"What makes you think that I am miserable? On the contrary I am in
excellent spirits. Somewhat bored, perhaps."
"Ah! that's because you've nothing to do," said Dubova.
"Have you so much to do, then?"
"At any rate, I have not the time to weep." "I am not weeping, am I?"
"Well," said Dubova, teasing him, "you're in the sulks."
"My life," replied Yourii, "has caused me to forget what laughing is."
This was said in such a bitter tone that there was a sudden silence.

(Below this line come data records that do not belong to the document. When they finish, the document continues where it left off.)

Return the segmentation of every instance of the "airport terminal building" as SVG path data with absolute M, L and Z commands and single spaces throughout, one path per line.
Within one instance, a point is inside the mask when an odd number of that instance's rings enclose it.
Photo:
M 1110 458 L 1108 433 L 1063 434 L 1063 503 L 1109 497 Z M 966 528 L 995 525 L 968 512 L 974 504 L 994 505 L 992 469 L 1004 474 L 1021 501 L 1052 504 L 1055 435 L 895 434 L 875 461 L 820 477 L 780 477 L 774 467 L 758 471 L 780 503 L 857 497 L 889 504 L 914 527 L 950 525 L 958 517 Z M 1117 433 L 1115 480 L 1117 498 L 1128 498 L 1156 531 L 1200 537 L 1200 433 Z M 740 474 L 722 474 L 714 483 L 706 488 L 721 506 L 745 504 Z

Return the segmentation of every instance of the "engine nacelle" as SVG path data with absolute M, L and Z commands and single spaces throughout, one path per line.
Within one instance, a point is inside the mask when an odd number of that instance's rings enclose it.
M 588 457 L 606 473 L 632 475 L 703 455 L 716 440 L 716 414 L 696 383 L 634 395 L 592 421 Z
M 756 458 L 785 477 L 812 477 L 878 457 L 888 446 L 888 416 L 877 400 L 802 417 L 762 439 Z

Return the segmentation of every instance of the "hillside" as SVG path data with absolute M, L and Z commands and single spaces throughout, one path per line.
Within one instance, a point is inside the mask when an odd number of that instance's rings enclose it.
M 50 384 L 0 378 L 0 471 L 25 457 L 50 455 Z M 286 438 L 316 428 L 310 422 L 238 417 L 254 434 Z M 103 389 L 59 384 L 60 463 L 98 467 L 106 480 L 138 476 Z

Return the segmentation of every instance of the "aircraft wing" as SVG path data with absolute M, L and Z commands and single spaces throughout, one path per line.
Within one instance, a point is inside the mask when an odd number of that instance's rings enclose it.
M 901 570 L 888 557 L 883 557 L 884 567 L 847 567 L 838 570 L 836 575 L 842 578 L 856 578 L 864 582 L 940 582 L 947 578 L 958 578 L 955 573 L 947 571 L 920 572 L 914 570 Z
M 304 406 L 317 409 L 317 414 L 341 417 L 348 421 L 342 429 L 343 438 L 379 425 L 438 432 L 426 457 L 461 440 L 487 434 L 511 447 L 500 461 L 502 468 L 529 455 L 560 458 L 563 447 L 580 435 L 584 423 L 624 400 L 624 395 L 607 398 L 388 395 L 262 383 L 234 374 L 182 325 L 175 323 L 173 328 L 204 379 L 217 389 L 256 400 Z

"A friend of mine told me that my life is most instructive," said
Yourii after a pause, though no one had ever made such a statement to
him.
"In what way?" asked Sina cautiously.
"As an example of how not to live."
"Oh! do tell us all about it. Perhaps we might profit by the lesson,"
said Dubova.
Yourii considered that his life was an absolute failure, and that he
himself was the most luckless and wretched of men. In such a belief
there lay a certain mournful solace, and it was pleasant to him to
complain about his own life and mankind in general. To men he never
spoke of such things, feeling instinctively that they would not believe
him, but to women, especially if they were young and pretty, he was
ever ready to talk at length about himself. He was good-looking, and
talked well, so women always felt for him affectionate pity. On this
occasion also, if jocular at the outset, Yourii relapsed into his usual
tone; discoursing at great length about his own life. From his own
description he appeared to be a man of extraordinary powers, cramped
and crushed by the force of circumstances, misunderstood by his party,
and one who by unlucky chance and human folly was doomed to be just a
mere student in exile instead of a leader of the people! Like all
extremely self-satisfied persons Yourii entirely failed to perceive
that all this in no way proved his extraordinary powers, and that men
of genius were surrounded by just such associates, and hampered by just
such misfortunes. It seemed to him that he alone was the victim of an
inexorable destiny. As he talked well and with great vivacity and
point, what he said sounded true enough, so that girls believed him,
pitied him, and sympathized with him in his misfortunes. The band was
still playing its sad, discordant tunes, the evening was gloomy and
depressing, and they all three felt in a melancholy mood. When Yourii
ceased talking, Dubova, meditating on her own dull, monotonous
existence and vanishing youth without joy or love, asked him in a low
voice, "Tell me, Yourii, has the thought of suicide never crossed your mind?"